When the bottom fell out of the market a couple of years ago, the paper equity of homes vanished into thin air. As job losses drove the mortgage default rates to record highs, HELOC lenders suddenly found themselves in a very risky position — their secondary position behind the primary mortgage holder meant that there was often nothing left over after the primary lender foreclosed on a home. Instant equity became instant loss.
This prompted the HELOC lenders to take the unprecedented step of freezing HELOC’s almost indiscriminately. Indeed, as I documented in the post “Home Equity Freeze-Out” many San Carlos home owners got a surprise letter in the mail in October of ’08 stating that their HELOC’s had been frozen or severely curtailed. For those who were borrowing against that line, their credit limit was immediately capped. If the were just keeping it for a “rainy day” fund and hadn’t used any yet, the lines were often revoked entirely — regardless of how much equity the owner had in the home.

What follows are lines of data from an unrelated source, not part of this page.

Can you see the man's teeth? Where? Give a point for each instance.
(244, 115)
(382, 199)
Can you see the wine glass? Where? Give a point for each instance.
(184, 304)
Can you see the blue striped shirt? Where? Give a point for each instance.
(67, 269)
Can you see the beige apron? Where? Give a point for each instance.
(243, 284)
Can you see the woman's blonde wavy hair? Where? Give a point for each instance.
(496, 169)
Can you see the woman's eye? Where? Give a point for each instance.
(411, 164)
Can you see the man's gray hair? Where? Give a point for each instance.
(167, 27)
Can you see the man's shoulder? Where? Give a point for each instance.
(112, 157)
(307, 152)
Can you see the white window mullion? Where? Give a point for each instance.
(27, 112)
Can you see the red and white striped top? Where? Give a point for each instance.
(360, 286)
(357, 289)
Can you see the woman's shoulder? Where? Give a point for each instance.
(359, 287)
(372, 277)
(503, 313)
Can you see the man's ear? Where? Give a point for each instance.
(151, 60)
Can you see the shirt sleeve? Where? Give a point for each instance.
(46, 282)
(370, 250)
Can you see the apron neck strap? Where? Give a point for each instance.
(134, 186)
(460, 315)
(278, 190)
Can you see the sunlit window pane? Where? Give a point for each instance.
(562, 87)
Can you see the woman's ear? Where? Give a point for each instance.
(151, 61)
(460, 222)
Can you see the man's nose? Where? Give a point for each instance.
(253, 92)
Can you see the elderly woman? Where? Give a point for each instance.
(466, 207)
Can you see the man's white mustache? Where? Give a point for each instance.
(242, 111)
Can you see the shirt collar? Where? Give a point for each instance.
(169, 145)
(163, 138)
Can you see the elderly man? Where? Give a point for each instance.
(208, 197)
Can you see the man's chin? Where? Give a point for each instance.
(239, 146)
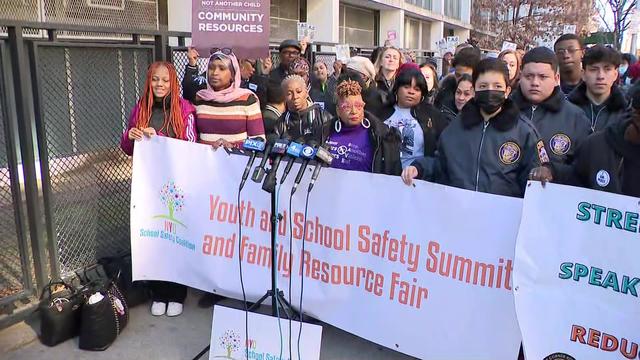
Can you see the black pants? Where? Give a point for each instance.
(164, 291)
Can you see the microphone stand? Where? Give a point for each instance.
(278, 300)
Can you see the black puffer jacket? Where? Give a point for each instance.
(313, 122)
(613, 110)
(493, 157)
(561, 124)
(607, 162)
(386, 146)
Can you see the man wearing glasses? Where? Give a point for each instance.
(569, 51)
(289, 51)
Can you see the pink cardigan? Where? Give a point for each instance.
(188, 116)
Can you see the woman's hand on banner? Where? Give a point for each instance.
(135, 134)
(542, 174)
(408, 174)
(149, 132)
(303, 44)
(221, 142)
(192, 55)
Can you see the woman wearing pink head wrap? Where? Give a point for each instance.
(226, 113)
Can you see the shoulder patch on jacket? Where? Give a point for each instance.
(509, 153)
(542, 152)
(560, 144)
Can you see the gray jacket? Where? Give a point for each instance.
(561, 124)
(493, 157)
(613, 110)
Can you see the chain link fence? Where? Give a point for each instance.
(119, 14)
(86, 96)
(13, 274)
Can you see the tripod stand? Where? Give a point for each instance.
(278, 300)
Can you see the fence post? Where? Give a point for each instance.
(26, 128)
(161, 47)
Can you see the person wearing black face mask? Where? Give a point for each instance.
(490, 147)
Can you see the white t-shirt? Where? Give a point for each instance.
(411, 134)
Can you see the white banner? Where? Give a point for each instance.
(424, 270)
(577, 274)
(228, 337)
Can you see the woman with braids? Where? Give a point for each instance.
(161, 111)
(359, 141)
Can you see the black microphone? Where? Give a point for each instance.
(308, 153)
(293, 151)
(278, 150)
(254, 145)
(325, 157)
(258, 173)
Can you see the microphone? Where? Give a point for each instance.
(308, 154)
(254, 145)
(258, 173)
(278, 150)
(325, 157)
(294, 151)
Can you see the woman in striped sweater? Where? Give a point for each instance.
(226, 113)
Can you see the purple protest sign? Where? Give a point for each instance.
(240, 25)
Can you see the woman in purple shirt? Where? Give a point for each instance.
(358, 140)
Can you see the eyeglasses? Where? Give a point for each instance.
(346, 106)
(225, 51)
(567, 51)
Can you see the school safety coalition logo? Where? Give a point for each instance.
(509, 153)
(173, 198)
(229, 344)
(560, 144)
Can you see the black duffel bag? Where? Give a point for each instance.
(118, 268)
(104, 313)
(59, 312)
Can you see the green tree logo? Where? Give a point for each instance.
(173, 198)
(229, 341)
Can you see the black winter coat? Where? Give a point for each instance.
(493, 157)
(607, 162)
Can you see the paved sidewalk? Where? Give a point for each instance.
(163, 338)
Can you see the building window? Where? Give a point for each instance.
(425, 4)
(357, 26)
(285, 15)
(452, 9)
(417, 34)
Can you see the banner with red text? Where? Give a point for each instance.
(577, 274)
(423, 270)
(240, 25)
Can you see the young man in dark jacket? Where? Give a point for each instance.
(489, 147)
(609, 160)
(598, 95)
(561, 124)
(569, 51)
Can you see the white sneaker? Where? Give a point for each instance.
(158, 308)
(174, 309)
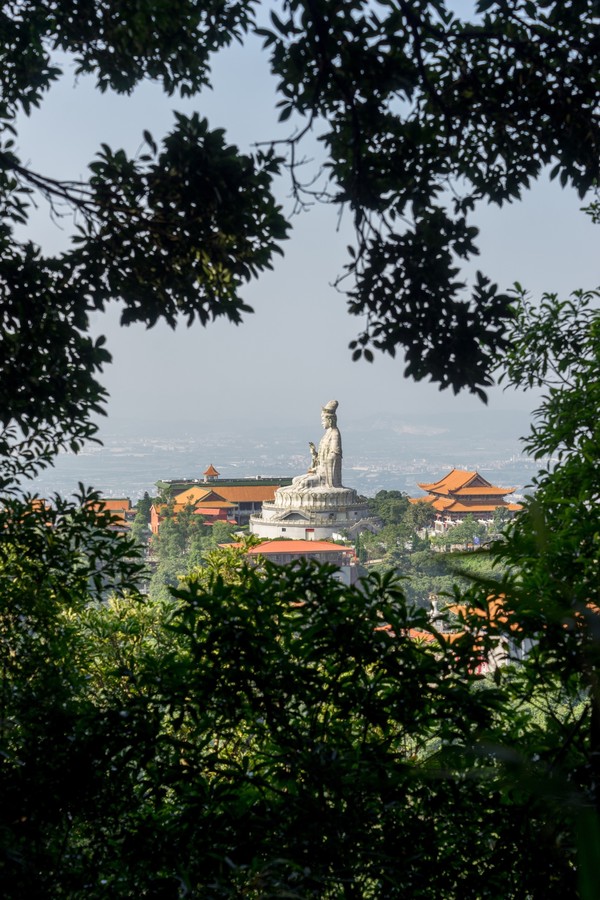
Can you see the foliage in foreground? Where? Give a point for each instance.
(267, 737)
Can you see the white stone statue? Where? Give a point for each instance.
(326, 463)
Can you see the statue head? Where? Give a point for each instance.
(328, 414)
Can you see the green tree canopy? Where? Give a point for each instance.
(409, 99)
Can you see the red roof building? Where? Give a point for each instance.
(460, 494)
(282, 552)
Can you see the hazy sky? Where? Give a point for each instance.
(292, 354)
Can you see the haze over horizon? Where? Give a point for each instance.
(292, 355)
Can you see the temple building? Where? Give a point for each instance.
(460, 494)
(283, 552)
(316, 505)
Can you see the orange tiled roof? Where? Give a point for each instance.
(204, 505)
(483, 491)
(248, 493)
(460, 483)
(454, 480)
(121, 504)
(251, 493)
(443, 504)
(192, 495)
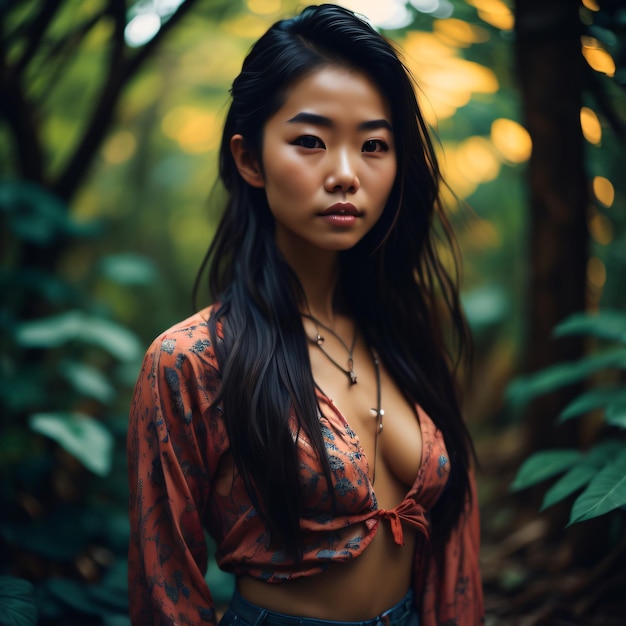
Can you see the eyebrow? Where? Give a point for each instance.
(321, 120)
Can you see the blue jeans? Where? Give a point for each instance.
(240, 612)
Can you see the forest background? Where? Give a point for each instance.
(110, 115)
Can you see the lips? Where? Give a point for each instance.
(342, 208)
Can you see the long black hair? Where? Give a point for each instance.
(392, 282)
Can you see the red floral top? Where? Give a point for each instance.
(176, 440)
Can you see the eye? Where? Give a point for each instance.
(309, 141)
(375, 145)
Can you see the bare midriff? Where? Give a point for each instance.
(354, 591)
(380, 576)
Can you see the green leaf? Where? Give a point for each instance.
(88, 380)
(580, 475)
(606, 324)
(80, 435)
(524, 389)
(53, 332)
(593, 399)
(112, 337)
(17, 602)
(615, 414)
(543, 465)
(574, 480)
(606, 492)
(128, 269)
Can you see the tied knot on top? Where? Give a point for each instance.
(409, 512)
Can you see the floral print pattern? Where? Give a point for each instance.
(176, 441)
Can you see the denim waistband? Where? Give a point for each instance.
(403, 613)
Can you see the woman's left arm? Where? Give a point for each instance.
(169, 459)
(453, 592)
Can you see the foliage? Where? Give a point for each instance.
(63, 495)
(599, 472)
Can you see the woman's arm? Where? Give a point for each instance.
(453, 593)
(169, 483)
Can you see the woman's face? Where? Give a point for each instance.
(328, 162)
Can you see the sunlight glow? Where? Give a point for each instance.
(597, 58)
(445, 81)
(596, 272)
(387, 14)
(425, 6)
(494, 12)
(511, 140)
(246, 26)
(592, 5)
(196, 130)
(141, 29)
(119, 147)
(603, 190)
(476, 160)
(457, 32)
(264, 7)
(590, 124)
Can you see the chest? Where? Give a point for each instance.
(392, 454)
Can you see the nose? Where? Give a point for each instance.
(342, 175)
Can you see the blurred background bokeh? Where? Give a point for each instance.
(110, 116)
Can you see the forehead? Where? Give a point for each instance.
(337, 92)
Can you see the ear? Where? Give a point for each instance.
(246, 162)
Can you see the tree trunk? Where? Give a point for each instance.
(550, 70)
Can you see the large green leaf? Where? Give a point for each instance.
(615, 414)
(606, 324)
(17, 602)
(575, 479)
(53, 332)
(606, 492)
(593, 399)
(543, 465)
(524, 389)
(128, 269)
(38, 216)
(80, 435)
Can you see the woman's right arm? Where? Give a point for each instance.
(169, 479)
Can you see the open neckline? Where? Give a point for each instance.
(330, 402)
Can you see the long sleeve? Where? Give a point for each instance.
(169, 477)
(453, 593)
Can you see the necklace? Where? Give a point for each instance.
(379, 413)
(319, 341)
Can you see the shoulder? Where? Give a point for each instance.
(186, 343)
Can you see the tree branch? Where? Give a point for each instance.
(121, 71)
(36, 32)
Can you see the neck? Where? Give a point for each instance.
(318, 274)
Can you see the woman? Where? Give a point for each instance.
(308, 419)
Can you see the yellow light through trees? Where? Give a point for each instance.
(592, 5)
(460, 33)
(596, 272)
(246, 26)
(467, 165)
(264, 7)
(476, 160)
(494, 12)
(511, 140)
(119, 147)
(590, 124)
(195, 130)
(445, 81)
(603, 190)
(598, 58)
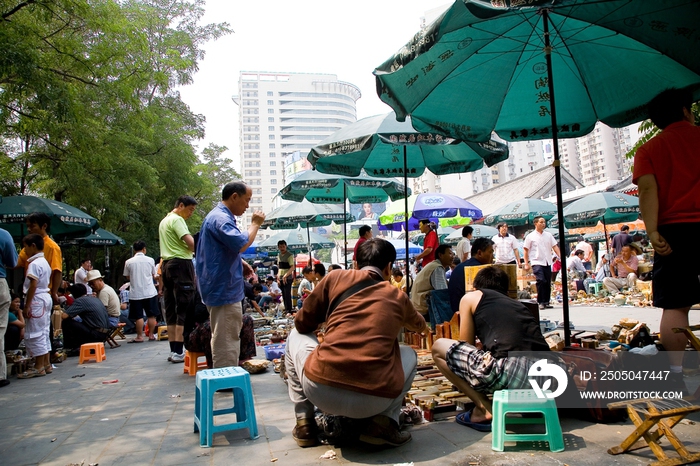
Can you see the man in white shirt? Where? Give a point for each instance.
(81, 274)
(505, 246)
(587, 252)
(537, 250)
(464, 247)
(140, 270)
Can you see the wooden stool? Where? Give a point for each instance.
(162, 333)
(191, 364)
(663, 414)
(92, 352)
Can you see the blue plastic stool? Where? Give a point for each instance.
(207, 383)
(524, 401)
(595, 287)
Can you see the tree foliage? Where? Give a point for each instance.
(89, 114)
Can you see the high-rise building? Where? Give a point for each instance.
(280, 113)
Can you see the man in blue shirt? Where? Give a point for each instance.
(8, 260)
(482, 254)
(220, 269)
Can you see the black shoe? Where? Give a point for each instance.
(384, 431)
(304, 433)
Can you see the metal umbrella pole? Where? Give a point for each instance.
(557, 178)
(405, 204)
(345, 226)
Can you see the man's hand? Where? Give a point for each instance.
(659, 243)
(258, 218)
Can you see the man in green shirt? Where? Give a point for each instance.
(178, 286)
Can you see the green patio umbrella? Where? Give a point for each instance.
(607, 208)
(522, 212)
(485, 66)
(386, 148)
(324, 188)
(66, 220)
(306, 215)
(298, 240)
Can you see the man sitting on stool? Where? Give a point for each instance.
(93, 326)
(358, 370)
(502, 324)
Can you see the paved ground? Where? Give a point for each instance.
(147, 417)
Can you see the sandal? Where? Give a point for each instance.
(31, 373)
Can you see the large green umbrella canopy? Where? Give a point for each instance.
(485, 66)
(377, 144)
(323, 188)
(482, 66)
(298, 240)
(607, 207)
(65, 220)
(307, 215)
(100, 237)
(522, 212)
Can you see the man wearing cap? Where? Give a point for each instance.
(621, 239)
(106, 295)
(220, 269)
(93, 327)
(623, 271)
(177, 272)
(505, 246)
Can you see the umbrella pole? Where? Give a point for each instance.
(405, 205)
(345, 225)
(557, 177)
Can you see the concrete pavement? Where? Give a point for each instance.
(146, 418)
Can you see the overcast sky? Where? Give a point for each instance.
(348, 39)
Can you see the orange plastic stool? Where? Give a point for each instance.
(92, 352)
(191, 364)
(162, 333)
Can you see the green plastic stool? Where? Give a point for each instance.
(524, 401)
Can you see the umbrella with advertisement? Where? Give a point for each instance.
(322, 188)
(609, 59)
(386, 148)
(608, 207)
(480, 231)
(298, 240)
(433, 206)
(65, 220)
(522, 212)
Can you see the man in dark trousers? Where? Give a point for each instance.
(667, 171)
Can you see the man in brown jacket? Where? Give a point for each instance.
(359, 370)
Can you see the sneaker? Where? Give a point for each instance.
(304, 433)
(384, 431)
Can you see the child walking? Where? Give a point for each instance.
(37, 307)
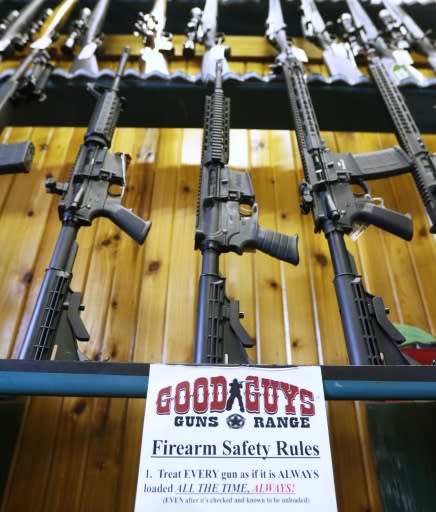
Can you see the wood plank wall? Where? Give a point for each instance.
(81, 454)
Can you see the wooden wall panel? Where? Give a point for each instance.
(81, 454)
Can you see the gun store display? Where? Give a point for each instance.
(206, 146)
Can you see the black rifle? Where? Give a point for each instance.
(157, 42)
(55, 322)
(398, 62)
(86, 32)
(20, 27)
(337, 55)
(423, 164)
(327, 193)
(220, 228)
(403, 30)
(26, 84)
(202, 28)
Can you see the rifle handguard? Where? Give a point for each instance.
(282, 247)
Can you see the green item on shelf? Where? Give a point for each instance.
(415, 335)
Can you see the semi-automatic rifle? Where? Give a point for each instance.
(423, 163)
(55, 325)
(398, 62)
(336, 54)
(86, 33)
(158, 43)
(220, 228)
(26, 84)
(403, 30)
(202, 28)
(337, 210)
(19, 27)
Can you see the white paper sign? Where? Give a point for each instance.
(243, 438)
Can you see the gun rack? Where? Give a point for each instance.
(183, 97)
(340, 106)
(59, 378)
(122, 14)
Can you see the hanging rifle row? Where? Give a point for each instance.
(222, 223)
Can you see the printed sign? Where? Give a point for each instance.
(235, 437)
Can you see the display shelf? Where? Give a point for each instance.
(178, 101)
(122, 14)
(58, 378)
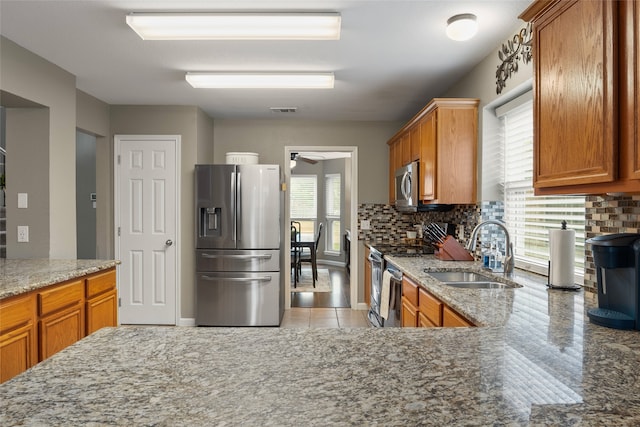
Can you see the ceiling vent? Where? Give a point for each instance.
(283, 109)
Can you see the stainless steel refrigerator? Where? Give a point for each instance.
(238, 259)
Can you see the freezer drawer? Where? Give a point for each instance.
(238, 260)
(238, 299)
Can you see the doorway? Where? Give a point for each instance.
(324, 169)
(146, 227)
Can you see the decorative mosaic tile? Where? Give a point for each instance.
(608, 215)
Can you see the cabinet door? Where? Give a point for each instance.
(18, 338)
(17, 350)
(367, 277)
(415, 142)
(630, 92)
(575, 92)
(430, 307)
(406, 148)
(428, 157)
(452, 319)
(60, 330)
(409, 314)
(424, 322)
(102, 311)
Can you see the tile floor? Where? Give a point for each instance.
(303, 317)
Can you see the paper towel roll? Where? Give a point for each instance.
(562, 245)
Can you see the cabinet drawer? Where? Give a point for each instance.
(410, 291)
(100, 283)
(423, 322)
(59, 297)
(16, 312)
(431, 307)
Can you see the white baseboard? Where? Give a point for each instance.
(186, 322)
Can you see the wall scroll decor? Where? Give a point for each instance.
(514, 50)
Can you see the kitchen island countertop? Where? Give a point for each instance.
(535, 361)
(18, 276)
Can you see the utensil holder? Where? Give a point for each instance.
(451, 250)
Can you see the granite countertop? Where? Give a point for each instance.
(18, 276)
(536, 360)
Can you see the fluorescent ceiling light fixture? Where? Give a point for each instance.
(462, 27)
(236, 26)
(261, 80)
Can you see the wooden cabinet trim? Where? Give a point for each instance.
(16, 311)
(60, 296)
(430, 307)
(410, 290)
(101, 282)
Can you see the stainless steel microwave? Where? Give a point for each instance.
(406, 188)
(407, 196)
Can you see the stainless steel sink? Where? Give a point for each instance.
(467, 279)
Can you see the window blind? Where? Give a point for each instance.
(333, 194)
(304, 197)
(529, 218)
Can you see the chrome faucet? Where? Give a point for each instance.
(509, 261)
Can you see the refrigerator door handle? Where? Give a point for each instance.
(235, 202)
(238, 279)
(214, 256)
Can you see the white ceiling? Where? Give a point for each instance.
(393, 55)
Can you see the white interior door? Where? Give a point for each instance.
(146, 227)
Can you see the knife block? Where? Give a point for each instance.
(451, 250)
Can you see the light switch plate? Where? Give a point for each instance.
(23, 200)
(23, 234)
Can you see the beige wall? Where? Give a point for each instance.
(195, 129)
(27, 133)
(269, 137)
(29, 76)
(481, 83)
(93, 118)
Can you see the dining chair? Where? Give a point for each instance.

This article in the San Jose Mercury News certainly caught my attention: Homeowners outraged over cancellation of their home equity lines. Apparently, some homeowners are striking back at the lenders by filing lawsuits to restore their lines of credit. I’ll be first to tell you that I’m not a lawyer, but I have to believe that somewhere in that stack of paperwork we signed (but probably never read) there’s a clause that allows the bank to cap or revoke the line of credit in the event of a falling market.
The homeowners have a point in some cases — in the justification for revoking the credit line, they bank often assigns an absurdly low value to the home in question. I’ve seen San Carlos valuations as low as $300/square foot in some of these letters. I bet home buyers today wish that figure was true!
Use it or Lose it…
What are your thoughts on this lawsuit? Do homeowners have a right to sue the lenders in this situation, or is it a sour case of entitlement?
One thing is indeed clear…If you have HELOC with an available balance, that balance is probably in jeopardy. If you haven’t already done so, it might make sense to talk with your CPA or tax attorney to see what your options are. Because it’s clearly a case of “use it or lose it’ for many.